We’ve had very different lives, my mother and I. Growing up, she lived on the family farm in small town Minnesota, one of five children. She knows how to bake and sew and probably still knows a few words of German thanks to having her German-speaking grandparents around when she was growing up.
I’ve lived in ten states and have one sibling. I think it would be so cool to know how to bake and sew, but I can’t really do any of that. I know some Spanish because I married someone whose first language is Spanish. I don’t live near any of my family and rarely see them.
Though our lives have been different, her influence on me shows. She was a stay at home mom in my early years. I made that choice for my family as well, in part because I have fond memories of her being home with us. Mom’s had some hard times in her life but always points out that “others have it worse” — something I also keep in mind thanks to her perspective.

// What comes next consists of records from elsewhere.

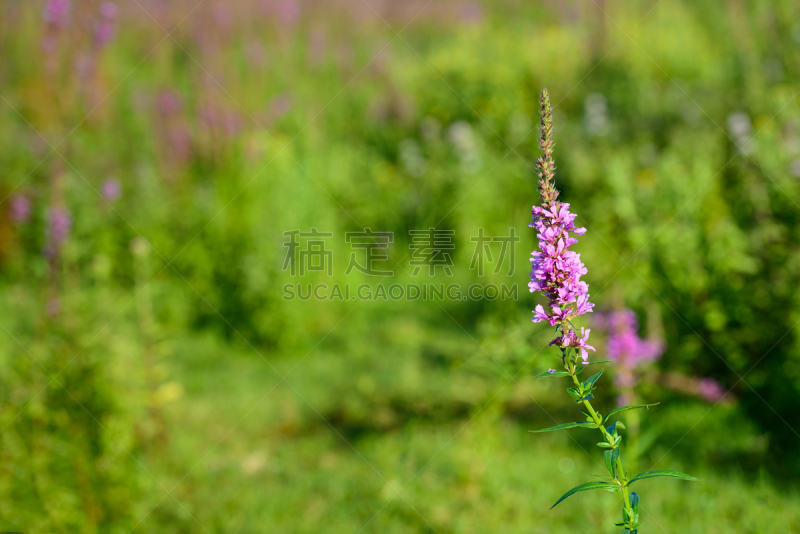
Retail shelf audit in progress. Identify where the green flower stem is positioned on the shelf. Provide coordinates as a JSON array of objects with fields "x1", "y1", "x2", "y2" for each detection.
[{"x1": 568, "y1": 360, "x2": 634, "y2": 531}]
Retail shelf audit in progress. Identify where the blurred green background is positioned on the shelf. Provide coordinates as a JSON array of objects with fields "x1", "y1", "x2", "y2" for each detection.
[{"x1": 0, "y1": 0, "x2": 800, "y2": 534}]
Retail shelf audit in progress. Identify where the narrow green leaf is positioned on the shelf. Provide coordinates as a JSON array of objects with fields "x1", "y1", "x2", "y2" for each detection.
[
  {"x1": 630, "y1": 492, "x2": 639, "y2": 523},
  {"x1": 603, "y1": 449, "x2": 619, "y2": 478},
  {"x1": 533, "y1": 371, "x2": 569, "y2": 378},
  {"x1": 628, "y1": 469, "x2": 699, "y2": 485},
  {"x1": 528, "y1": 422, "x2": 597, "y2": 434},
  {"x1": 606, "y1": 402, "x2": 658, "y2": 421},
  {"x1": 583, "y1": 369, "x2": 603, "y2": 390},
  {"x1": 606, "y1": 421, "x2": 625, "y2": 434},
  {"x1": 550, "y1": 481, "x2": 619, "y2": 510}
]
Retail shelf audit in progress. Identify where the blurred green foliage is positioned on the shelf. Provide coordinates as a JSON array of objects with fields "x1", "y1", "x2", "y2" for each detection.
[{"x1": 0, "y1": 0, "x2": 800, "y2": 533}]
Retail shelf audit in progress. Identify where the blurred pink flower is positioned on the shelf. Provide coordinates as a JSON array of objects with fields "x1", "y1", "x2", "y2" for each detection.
[
  {"x1": 158, "y1": 89, "x2": 183, "y2": 116},
  {"x1": 8, "y1": 195, "x2": 32, "y2": 224},
  {"x1": 42, "y1": 0, "x2": 70, "y2": 26},
  {"x1": 45, "y1": 298, "x2": 61, "y2": 317},
  {"x1": 100, "y1": 178, "x2": 122, "y2": 202},
  {"x1": 100, "y1": 2, "x2": 117, "y2": 20},
  {"x1": 697, "y1": 378, "x2": 726, "y2": 402},
  {"x1": 278, "y1": 0, "x2": 300, "y2": 25},
  {"x1": 459, "y1": 2, "x2": 483, "y2": 24},
  {"x1": 94, "y1": 2, "x2": 117, "y2": 48},
  {"x1": 42, "y1": 207, "x2": 72, "y2": 258}
]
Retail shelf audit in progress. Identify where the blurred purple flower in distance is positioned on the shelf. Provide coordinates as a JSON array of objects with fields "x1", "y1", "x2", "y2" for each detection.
[
  {"x1": 42, "y1": 207, "x2": 72, "y2": 259},
  {"x1": 278, "y1": 0, "x2": 300, "y2": 25},
  {"x1": 100, "y1": 178, "x2": 122, "y2": 202},
  {"x1": 459, "y1": 2, "x2": 483, "y2": 24},
  {"x1": 45, "y1": 298, "x2": 61, "y2": 317},
  {"x1": 698, "y1": 378, "x2": 725, "y2": 402},
  {"x1": 43, "y1": 0, "x2": 70, "y2": 26},
  {"x1": 8, "y1": 195, "x2": 31, "y2": 224},
  {"x1": 94, "y1": 2, "x2": 117, "y2": 48},
  {"x1": 100, "y1": 2, "x2": 117, "y2": 20},
  {"x1": 158, "y1": 89, "x2": 183, "y2": 116},
  {"x1": 595, "y1": 309, "x2": 665, "y2": 406},
  {"x1": 50, "y1": 208, "x2": 72, "y2": 245}
]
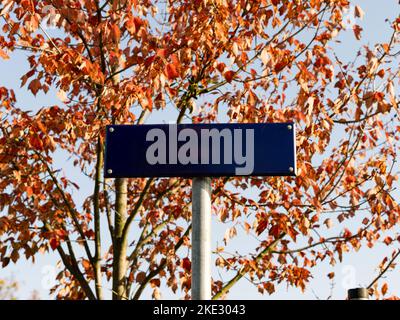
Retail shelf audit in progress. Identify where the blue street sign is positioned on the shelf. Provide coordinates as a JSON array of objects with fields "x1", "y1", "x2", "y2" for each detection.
[{"x1": 104, "y1": 123, "x2": 296, "y2": 178}]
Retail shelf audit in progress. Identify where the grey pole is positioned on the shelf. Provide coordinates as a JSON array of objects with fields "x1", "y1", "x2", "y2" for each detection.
[{"x1": 192, "y1": 177, "x2": 211, "y2": 300}]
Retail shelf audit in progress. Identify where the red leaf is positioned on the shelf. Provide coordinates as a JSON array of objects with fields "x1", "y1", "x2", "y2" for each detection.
[
  {"x1": 28, "y1": 79, "x2": 42, "y2": 96},
  {"x1": 136, "y1": 271, "x2": 146, "y2": 283},
  {"x1": 0, "y1": 49, "x2": 10, "y2": 60},
  {"x1": 224, "y1": 70, "x2": 235, "y2": 83},
  {"x1": 82, "y1": 259, "x2": 90, "y2": 270},
  {"x1": 165, "y1": 63, "x2": 179, "y2": 80},
  {"x1": 26, "y1": 186, "x2": 33, "y2": 197},
  {"x1": 29, "y1": 135, "x2": 43, "y2": 150},
  {"x1": 50, "y1": 238, "x2": 60, "y2": 250},
  {"x1": 182, "y1": 258, "x2": 192, "y2": 272},
  {"x1": 150, "y1": 279, "x2": 161, "y2": 288}
]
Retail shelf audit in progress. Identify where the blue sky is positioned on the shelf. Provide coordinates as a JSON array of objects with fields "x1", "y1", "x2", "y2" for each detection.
[{"x1": 0, "y1": 0, "x2": 400, "y2": 299}]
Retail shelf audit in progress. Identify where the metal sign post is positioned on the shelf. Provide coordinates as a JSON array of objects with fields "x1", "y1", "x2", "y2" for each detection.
[
  {"x1": 104, "y1": 123, "x2": 296, "y2": 300},
  {"x1": 192, "y1": 177, "x2": 211, "y2": 300}
]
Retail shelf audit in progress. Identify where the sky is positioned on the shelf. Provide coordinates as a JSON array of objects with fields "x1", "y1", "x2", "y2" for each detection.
[{"x1": 0, "y1": 0, "x2": 400, "y2": 300}]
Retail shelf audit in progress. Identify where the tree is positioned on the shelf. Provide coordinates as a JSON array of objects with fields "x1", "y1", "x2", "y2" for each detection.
[
  {"x1": 0, "y1": 279, "x2": 18, "y2": 300},
  {"x1": 0, "y1": 0, "x2": 400, "y2": 299}
]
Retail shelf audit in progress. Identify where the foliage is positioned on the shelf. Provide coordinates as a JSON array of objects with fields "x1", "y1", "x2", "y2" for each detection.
[{"x1": 0, "y1": 0, "x2": 400, "y2": 299}]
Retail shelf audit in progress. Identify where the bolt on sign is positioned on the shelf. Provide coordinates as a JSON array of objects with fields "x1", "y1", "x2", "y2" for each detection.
[{"x1": 104, "y1": 123, "x2": 296, "y2": 178}]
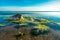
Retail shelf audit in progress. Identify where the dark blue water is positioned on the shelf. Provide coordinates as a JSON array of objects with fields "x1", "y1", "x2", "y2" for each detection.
[{"x1": 0, "y1": 12, "x2": 60, "y2": 30}]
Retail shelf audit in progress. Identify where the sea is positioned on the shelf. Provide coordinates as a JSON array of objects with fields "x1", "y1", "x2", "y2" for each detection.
[{"x1": 0, "y1": 11, "x2": 60, "y2": 30}]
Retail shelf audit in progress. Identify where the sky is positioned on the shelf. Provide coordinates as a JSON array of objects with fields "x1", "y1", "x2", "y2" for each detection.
[
  {"x1": 0, "y1": 0, "x2": 51, "y2": 6},
  {"x1": 0, "y1": 0, "x2": 60, "y2": 17}
]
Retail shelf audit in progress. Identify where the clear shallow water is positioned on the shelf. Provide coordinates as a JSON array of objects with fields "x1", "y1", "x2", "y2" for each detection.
[{"x1": 0, "y1": 12, "x2": 60, "y2": 30}]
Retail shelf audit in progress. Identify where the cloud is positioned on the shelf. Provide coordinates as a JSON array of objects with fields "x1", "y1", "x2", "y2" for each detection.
[{"x1": 0, "y1": 1, "x2": 60, "y2": 17}]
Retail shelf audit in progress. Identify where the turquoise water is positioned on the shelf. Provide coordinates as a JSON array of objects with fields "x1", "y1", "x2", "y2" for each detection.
[{"x1": 0, "y1": 12, "x2": 60, "y2": 30}]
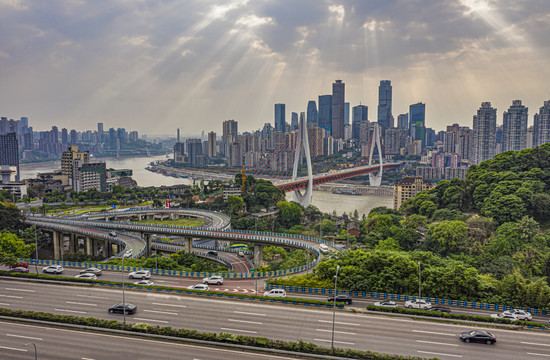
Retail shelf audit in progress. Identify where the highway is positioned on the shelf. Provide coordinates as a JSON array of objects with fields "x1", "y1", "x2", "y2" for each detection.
[
  {"x1": 0, "y1": 266, "x2": 550, "y2": 324},
  {"x1": 0, "y1": 321, "x2": 304, "y2": 360},
  {"x1": 0, "y1": 279, "x2": 550, "y2": 360}
]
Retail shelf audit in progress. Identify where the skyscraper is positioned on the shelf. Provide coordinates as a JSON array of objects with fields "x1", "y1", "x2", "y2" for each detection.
[
  {"x1": 206, "y1": 131, "x2": 217, "y2": 157},
  {"x1": 307, "y1": 100, "x2": 319, "y2": 125},
  {"x1": 502, "y1": 100, "x2": 529, "y2": 151},
  {"x1": 472, "y1": 102, "x2": 497, "y2": 165},
  {"x1": 290, "y1": 112, "x2": 298, "y2": 130},
  {"x1": 533, "y1": 100, "x2": 550, "y2": 147},
  {"x1": 409, "y1": 102, "x2": 426, "y2": 128},
  {"x1": 319, "y1": 95, "x2": 332, "y2": 135},
  {"x1": 378, "y1": 80, "x2": 393, "y2": 137},
  {"x1": 275, "y1": 104, "x2": 286, "y2": 132},
  {"x1": 221, "y1": 120, "x2": 238, "y2": 157},
  {"x1": 397, "y1": 113, "x2": 409, "y2": 129},
  {"x1": 332, "y1": 80, "x2": 345, "y2": 139},
  {"x1": 0, "y1": 132, "x2": 19, "y2": 181},
  {"x1": 351, "y1": 105, "x2": 369, "y2": 140}
]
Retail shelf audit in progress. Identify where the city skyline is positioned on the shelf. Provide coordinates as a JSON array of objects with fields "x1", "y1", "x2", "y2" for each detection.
[{"x1": 0, "y1": 0, "x2": 550, "y2": 135}]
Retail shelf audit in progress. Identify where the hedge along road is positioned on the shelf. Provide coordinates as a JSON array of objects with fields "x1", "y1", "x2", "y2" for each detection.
[{"x1": 0, "y1": 279, "x2": 550, "y2": 360}]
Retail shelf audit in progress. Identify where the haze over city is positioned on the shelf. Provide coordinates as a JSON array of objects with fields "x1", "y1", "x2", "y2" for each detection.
[{"x1": 0, "y1": 0, "x2": 550, "y2": 134}]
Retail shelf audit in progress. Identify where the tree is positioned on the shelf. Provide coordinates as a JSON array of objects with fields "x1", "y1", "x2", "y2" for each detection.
[
  {"x1": 425, "y1": 220, "x2": 468, "y2": 256},
  {"x1": 0, "y1": 203, "x2": 26, "y2": 231},
  {"x1": 0, "y1": 232, "x2": 34, "y2": 265},
  {"x1": 227, "y1": 195, "x2": 244, "y2": 214}
]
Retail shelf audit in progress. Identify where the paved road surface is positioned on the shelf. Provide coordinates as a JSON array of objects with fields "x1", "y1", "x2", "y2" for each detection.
[
  {"x1": 0, "y1": 321, "x2": 302, "y2": 360},
  {"x1": 0, "y1": 280, "x2": 550, "y2": 360}
]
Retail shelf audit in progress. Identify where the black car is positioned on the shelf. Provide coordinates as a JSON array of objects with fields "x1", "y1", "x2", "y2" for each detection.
[
  {"x1": 327, "y1": 295, "x2": 351, "y2": 305},
  {"x1": 109, "y1": 303, "x2": 137, "y2": 314},
  {"x1": 459, "y1": 330, "x2": 497, "y2": 345},
  {"x1": 428, "y1": 306, "x2": 451, "y2": 314}
]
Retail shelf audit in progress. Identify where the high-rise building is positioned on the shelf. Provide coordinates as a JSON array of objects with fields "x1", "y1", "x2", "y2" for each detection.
[
  {"x1": 502, "y1": 100, "x2": 529, "y2": 151},
  {"x1": 61, "y1": 145, "x2": 90, "y2": 177},
  {"x1": 332, "y1": 80, "x2": 345, "y2": 139},
  {"x1": 61, "y1": 128, "x2": 69, "y2": 146},
  {"x1": 206, "y1": 131, "x2": 217, "y2": 157},
  {"x1": 472, "y1": 102, "x2": 497, "y2": 165},
  {"x1": 290, "y1": 112, "x2": 298, "y2": 130},
  {"x1": 351, "y1": 105, "x2": 369, "y2": 140},
  {"x1": 307, "y1": 100, "x2": 319, "y2": 125},
  {"x1": 221, "y1": 120, "x2": 238, "y2": 157},
  {"x1": 319, "y1": 95, "x2": 332, "y2": 134},
  {"x1": 409, "y1": 102, "x2": 426, "y2": 128},
  {"x1": 397, "y1": 113, "x2": 409, "y2": 129},
  {"x1": 185, "y1": 139, "x2": 202, "y2": 165},
  {"x1": 275, "y1": 104, "x2": 286, "y2": 132},
  {"x1": 378, "y1": 80, "x2": 393, "y2": 137},
  {"x1": 533, "y1": 100, "x2": 550, "y2": 147},
  {"x1": 0, "y1": 132, "x2": 20, "y2": 181}
]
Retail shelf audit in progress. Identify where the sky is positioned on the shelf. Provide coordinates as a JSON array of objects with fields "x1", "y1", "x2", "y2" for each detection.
[{"x1": 0, "y1": 0, "x2": 550, "y2": 135}]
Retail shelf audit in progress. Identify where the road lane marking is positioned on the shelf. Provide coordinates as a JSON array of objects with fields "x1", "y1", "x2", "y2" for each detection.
[
  {"x1": 521, "y1": 341, "x2": 550, "y2": 346},
  {"x1": 65, "y1": 301, "x2": 97, "y2": 306},
  {"x1": 413, "y1": 330, "x2": 456, "y2": 336},
  {"x1": 54, "y1": 309, "x2": 86, "y2": 314},
  {"x1": 220, "y1": 328, "x2": 258, "y2": 334},
  {"x1": 0, "y1": 346, "x2": 27, "y2": 352},
  {"x1": 151, "y1": 303, "x2": 187, "y2": 307},
  {"x1": 233, "y1": 310, "x2": 267, "y2": 316},
  {"x1": 315, "y1": 329, "x2": 357, "y2": 335},
  {"x1": 135, "y1": 318, "x2": 168, "y2": 324},
  {"x1": 416, "y1": 340, "x2": 458, "y2": 346},
  {"x1": 313, "y1": 339, "x2": 355, "y2": 345},
  {"x1": 143, "y1": 309, "x2": 178, "y2": 315},
  {"x1": 319, "y1": 320, "x2": 360, "y2": 326},
  {"x1": 227, "y1": 319, "x2": 263, "y2": 325},
  {"x1": 6, "y1": 288, "x2": 36, "y2": 292},
  {"x1": 417, "y1": 350, "x2": 462, "y2": 357},
  {"x1": 76, "y1": 295, "x2": 105, "y2": 300}
]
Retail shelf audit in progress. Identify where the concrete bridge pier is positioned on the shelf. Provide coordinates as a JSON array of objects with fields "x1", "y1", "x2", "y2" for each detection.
[
  {"x1": 254, "y1": 244, "x2": 264, "y2": 268},
  {"x1": 52, "y1": 230, "x2": 63, "y2": 260},
  {"x1": 84, "y1": 237, "x2": 92, "y2": 256}
]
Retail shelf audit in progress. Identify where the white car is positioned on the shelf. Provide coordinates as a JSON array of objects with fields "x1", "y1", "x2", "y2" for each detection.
[
  {"x1": 42, "y1": 265, "x2": 63, "y2": 274},
  {"x1": 374, "y1": 301, "x2": 397, "y2": 307},
  {"x1": 405, "y1": 299, "x2": 432, "y2": 310},
  {"x1": 202, "y1": 276, "x2": 223, "y2": 285},
  {"x1": 128, "y1": 270, "x2": 151, "y2": 279},
  {"x1": 264, "y1": 289, "x2": 286, "y2": 297},
  {"x1": 134, "y1": 280, "x2": 155, "y2": 286},
  {"x1": 503, "y1": 309, "x2": 533, "y2": 321},
  {"x1": 491, "y1": 311, "x2": 519, "y2": 321},
  {"x1": 75, "y1": 273, "x2": 97, "y2": 280},
  {"x1": 187, "y1": 284, "x2": 210, "y2": 291}
]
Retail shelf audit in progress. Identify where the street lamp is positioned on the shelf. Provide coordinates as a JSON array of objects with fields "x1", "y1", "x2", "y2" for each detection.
[
  {"x1": 418, "y1": 261, "x2": 422, "y2": 299},
  {"x1": 34, "y1": 227, "x2": 38, "y2": 276},
  {"x1": 330, "y1": 265, "x2": 340, "y2": 355},
  {"x1": 25, "y1": 343, "x2": 38, "y2": 360},
  {"x1": 120, "y1": 255, "x2": 126, "y2": 325}
]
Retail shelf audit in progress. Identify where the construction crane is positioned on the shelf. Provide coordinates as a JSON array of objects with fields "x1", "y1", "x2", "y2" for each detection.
[{"x1": 182, "y1": 164, "x2": 258, "y2": 194}]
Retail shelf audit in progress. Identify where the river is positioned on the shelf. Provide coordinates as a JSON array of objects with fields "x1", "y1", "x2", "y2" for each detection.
[{"x1": 20, "y1": 155, "x2": 393, "y2": 216}]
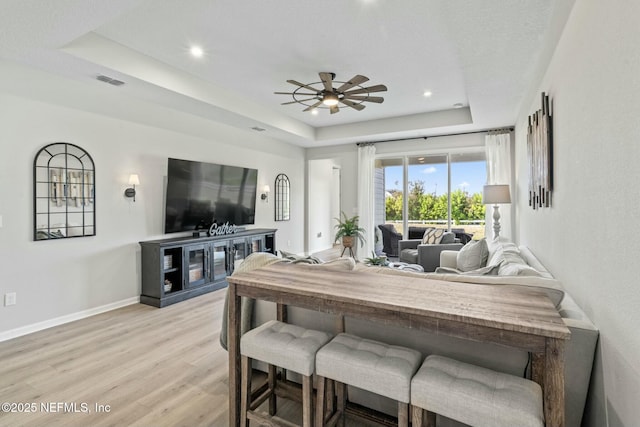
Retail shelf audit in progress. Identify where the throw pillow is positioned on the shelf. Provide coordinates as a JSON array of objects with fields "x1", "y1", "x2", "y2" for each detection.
[
  {"x1": 456, "y1": 239, "x2": 489, "y2": 271},
  {"x1": 422, "y1": 228, "x2": 444, "y2": 245},
  {"x1": 421, "y1": 227, "x2": 435, "y2": 245}
]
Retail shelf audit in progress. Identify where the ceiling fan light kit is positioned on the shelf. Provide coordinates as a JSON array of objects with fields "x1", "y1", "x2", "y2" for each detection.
[{"x1": 274, "y1": 72, "x2": 387, "y2": 114}]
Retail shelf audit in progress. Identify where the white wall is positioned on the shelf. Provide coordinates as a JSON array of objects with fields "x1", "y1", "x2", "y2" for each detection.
[
  {"x1": 516, "y1": 0, "x2": 640, "y2": 427},
  {"x1": 307, "y1": 133, "x2": 484, "y2": 242},
  {"x1": 0, "y1": 84, "x2": 304, "y2": 339}
]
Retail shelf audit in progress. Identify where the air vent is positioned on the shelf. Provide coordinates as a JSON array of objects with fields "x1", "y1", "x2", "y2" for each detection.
[{"x1": 96, "y1": 74, "x2": 124, "y2": 86}]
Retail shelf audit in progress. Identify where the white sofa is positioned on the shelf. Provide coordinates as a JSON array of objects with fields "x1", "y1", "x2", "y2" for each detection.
[{"x1": 246, "y1": 247, "x2": 598, "y2": 427}]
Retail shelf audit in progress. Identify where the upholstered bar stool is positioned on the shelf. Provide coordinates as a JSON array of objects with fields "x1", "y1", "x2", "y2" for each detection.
[
  {"x1": 316, "y1": 334, "x2": 422, "y2": 427},
  {"x1": 240, "y1": 320, "x2": 331, "y2": 427},
  {"x1": 411, "y1": 355, "x2": 544, "y2": 427}
]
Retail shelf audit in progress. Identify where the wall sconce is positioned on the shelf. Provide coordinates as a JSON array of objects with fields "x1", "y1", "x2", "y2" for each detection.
[
  {"x1": 260, "y1": 184, "x2": 271, "y2": 202},
  {"x1": 124, "y1": 173, "x2": 140, "y2": 202}
]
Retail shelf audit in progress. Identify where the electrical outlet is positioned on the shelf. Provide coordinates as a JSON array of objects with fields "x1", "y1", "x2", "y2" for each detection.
[{"x1": 4, "y1": 292, "x2": 16, "y2": 307}]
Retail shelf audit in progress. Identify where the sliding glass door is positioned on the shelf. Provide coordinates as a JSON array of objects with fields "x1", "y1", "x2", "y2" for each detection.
[{"x1": 375, "y1": 151, "x2": 486, "y2": 244}]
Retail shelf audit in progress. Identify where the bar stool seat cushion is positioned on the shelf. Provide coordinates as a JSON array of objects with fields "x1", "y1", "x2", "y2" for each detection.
[
  {"x1": 240, "y1": 320, "x2": 331, "y2": 376},
  {"x1": 411, "y1": 355, "x2": 544, "y2": 427},
  {"x1": 316, "y1": 334, "x2": 422, "y2": 403}
]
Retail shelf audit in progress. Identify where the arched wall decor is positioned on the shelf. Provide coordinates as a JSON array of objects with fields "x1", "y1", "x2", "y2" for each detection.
[
  {"x1": 33, "y1": 142, "x2": 96, "y2": 240},
  {"x1": 275, "y1": 173, "x2": 291, "y2": 221}
]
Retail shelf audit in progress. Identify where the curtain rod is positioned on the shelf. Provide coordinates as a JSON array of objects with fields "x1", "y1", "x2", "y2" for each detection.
[{"x1": 356, "y1": 126, "x2": 515, "y2": 147}]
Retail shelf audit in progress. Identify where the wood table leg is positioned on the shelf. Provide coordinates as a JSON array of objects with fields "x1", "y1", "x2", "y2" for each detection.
[
  {"x1": 531, "y1": 353, "x2": 545, "y2": 393},
  {"x1": 543, "y1": 338, "x2": 565, "y2": 427},
  {"x1": 227, "y1": 283, "x2": 241, "y2": 427}
]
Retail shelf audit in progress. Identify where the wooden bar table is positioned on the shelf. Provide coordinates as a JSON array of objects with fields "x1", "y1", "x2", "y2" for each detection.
[{"x1": 227, "y1": 263, "x2": 571, "y2": 427}]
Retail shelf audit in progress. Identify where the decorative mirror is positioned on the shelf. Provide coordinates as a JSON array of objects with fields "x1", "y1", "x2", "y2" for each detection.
[
  {"x1": 33, "y1": 142, "x2": 96, "y2": 240},
  {"x1": 275, "y1": 173, "x2": 290, "y2": 221}
]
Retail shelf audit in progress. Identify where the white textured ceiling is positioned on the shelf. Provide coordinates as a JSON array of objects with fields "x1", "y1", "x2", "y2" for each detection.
[{"x1": 0, "y1": 0, "x2": 558, "y2": 146}]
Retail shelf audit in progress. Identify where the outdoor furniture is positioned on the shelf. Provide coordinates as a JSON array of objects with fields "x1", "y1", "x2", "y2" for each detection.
[{"x1": 398, "y1": 239, "x2": 463, "y2": 272}]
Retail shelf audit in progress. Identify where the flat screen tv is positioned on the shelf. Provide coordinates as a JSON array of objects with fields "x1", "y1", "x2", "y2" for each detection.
[{"x1": 164, "y1": 158, "x2": 258, "y2": 233}]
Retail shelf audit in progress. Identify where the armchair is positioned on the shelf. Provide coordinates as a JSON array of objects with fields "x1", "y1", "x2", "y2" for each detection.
[
  {"x1": 378, "y1": 224, "x2": 402, "y2": 257},
  {"x1": 398, "y1": 239, "x2": 463, "y2": 272}
]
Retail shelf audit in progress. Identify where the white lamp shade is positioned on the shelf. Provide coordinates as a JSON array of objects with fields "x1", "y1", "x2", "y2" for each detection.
[
  {"x1": 482, "y1": 185, "x2": 511, "y2": 205},
  {"x1": 129, "y1": 173, "x2": 140, "y2": 185}
]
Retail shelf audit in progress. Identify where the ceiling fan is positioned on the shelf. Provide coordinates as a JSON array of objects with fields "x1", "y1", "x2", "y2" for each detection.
[{"x1": 274, "y1": 73, "x2": 387, "y2": 114}]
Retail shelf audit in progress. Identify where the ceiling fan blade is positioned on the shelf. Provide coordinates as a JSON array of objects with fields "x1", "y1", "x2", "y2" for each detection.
[
  {"x1": 318, "y1": 73, "x2": 335, "y2": 92},
  {"x1": 340, "y1": 98, "x2": 365, "y2": 111},
  {"x1": 287, "y1": 80, "x2": 318, "y2": 93},
  {"x1": 273, "y1": 92, "x2": 318, "y2": 96},
  {"x1": 344, "y1": 95, "x2": 384, "y2": 104},
  {"x1": 302, "y1": 101, "x2": 322, "y2": 111},
  {"x1": 336, "y1": 74, "x2": 369, "y2": 92},
  {"x1": 280, "y1": 96, "x2": 318, "y2": 105},
  {"x1": 345, "y1": 85, "x2": 387, "y2": 95}
]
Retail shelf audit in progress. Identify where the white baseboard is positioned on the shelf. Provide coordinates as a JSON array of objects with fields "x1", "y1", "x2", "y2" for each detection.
[{"x1": 0, "y1": 296, "x2": 140, "y2": 342}]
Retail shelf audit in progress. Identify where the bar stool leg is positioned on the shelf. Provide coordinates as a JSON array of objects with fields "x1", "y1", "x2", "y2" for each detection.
[
  {"x1": 426, "y1": 411, "x2": 436, "y2": 427},
  {"x1": 302, "y1": 375, "x2": 313, "y2": 427},
  {"x1": 335, "y1": 381, "x2": 347, "y2": 427},
  {"x1": 316, "y1": 375, "x2": 327, "y2": 427},
  {"x1": 411, "y1": 405, "x2": 423, "y2": 427},
  {"x1": 240, "y1": 356, "x2": 252, "y2": 427}
]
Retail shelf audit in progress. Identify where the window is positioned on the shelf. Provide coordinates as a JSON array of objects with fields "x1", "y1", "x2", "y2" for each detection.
[{"x1": 375, "y1": 151, "x2": 486, "y2": 239}]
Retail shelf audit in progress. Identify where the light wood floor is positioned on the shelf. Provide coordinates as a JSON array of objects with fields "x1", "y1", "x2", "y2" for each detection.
[{"x1": 0, "y1": 289, "x2": 380, "y2": 427}]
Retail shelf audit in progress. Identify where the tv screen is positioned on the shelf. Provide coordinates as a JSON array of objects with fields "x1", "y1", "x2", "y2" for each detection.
[{"x1": 164, "y1": 158, "x2": 258, "y2": 233}]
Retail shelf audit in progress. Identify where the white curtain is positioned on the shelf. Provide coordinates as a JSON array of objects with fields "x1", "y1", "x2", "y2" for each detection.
[
  {"x1": 485, "y1": 132, "x2": 515, "y2": 240},
  {"x1": 357, "y1": 145, "x2": 376, "y2": 258}
]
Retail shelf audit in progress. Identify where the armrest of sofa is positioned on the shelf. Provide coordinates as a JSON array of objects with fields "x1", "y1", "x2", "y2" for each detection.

My mom had to deal with a lot of crap when I had cancer. She had to deal with a lot more crap when her husband, my step-dad, had cancer. She is a natural born caregiver, which is a tough role to have to play in life, but she’s done so with grace and strength.
Recently she retired from the Post Office — no doubt she had to deal with a lot of crap there, too. (And “crap” is like a bad word to my sweet, Lutheran, farm-girl mom so I didn’t get my need for “bad words” from her. Sorry, Mom.) I hope she has much less crap to deal with now and in the future.
Today I am thankful for my mom, especially because today is her birthday. Happy Birthday, Mom!